Home Assistant Add-on: Hardware watchdog service

About

Plugin activates /dev/watchdog - hardware watchdog device to restart server on no responce. For details about watchdog see https://www.kernel.org/doc/Documentation/watchdog/watchdog-api.txt.
I checked it with my Raspberry Pi 4 - it has Broadcom BCM2835 Watchdog timer, enabled by default.
Service sends keepalive to watchdog timer every 5 seconds, on hang or other software problems system will do hardware restart in 15 seconds.

Repository on GitHub

4 Likes

Cool, I’ve been having occasional issues with my home assistant becoming completely unresponsive so I’m happy to see this exists and I’m giving it a try.

Seems like this should really just be a default part of Home Assistant OS.

One thing that would be useful is to track how frequently this is triggered.

I do have an uptime sensor configured (Uptime - Home Assistant) but that won’t let me distinguish restarts due to software updates or config changes from watchdog resets.

I also have set up a notification when HA restarts (similar to the example here Home Assistant restart notification) so at least I can note & track manually.

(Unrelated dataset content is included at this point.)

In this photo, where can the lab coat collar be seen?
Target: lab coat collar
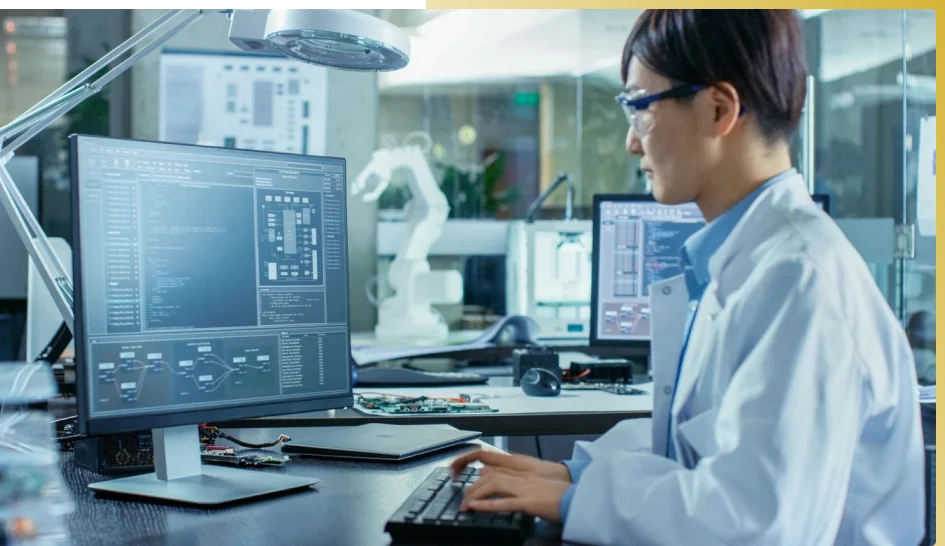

Personally, I added notifications about shutting down and starting HA and I think this is enough, because reloading the watchdog timer is not a frequent occurrence.
I think the main problem with counting these events is that watchdog restarts are outside the scope of the software - it’s a hardware restart when the software becomes unresponsive. You can’t write down some information because you (as a script, as a program) may be (and probably) dead at that moment.
Another way is to count “incorrect” OS startups - create some flag on proper shutdown, and if there is no such flag on startup, interpret this situation as a bad/watchdog shutdown.
If anyone has an idea how to count this - do not hold back)
Also if you know how to increment any counter in HA from supervisor container - give me an example and I’ll add this function.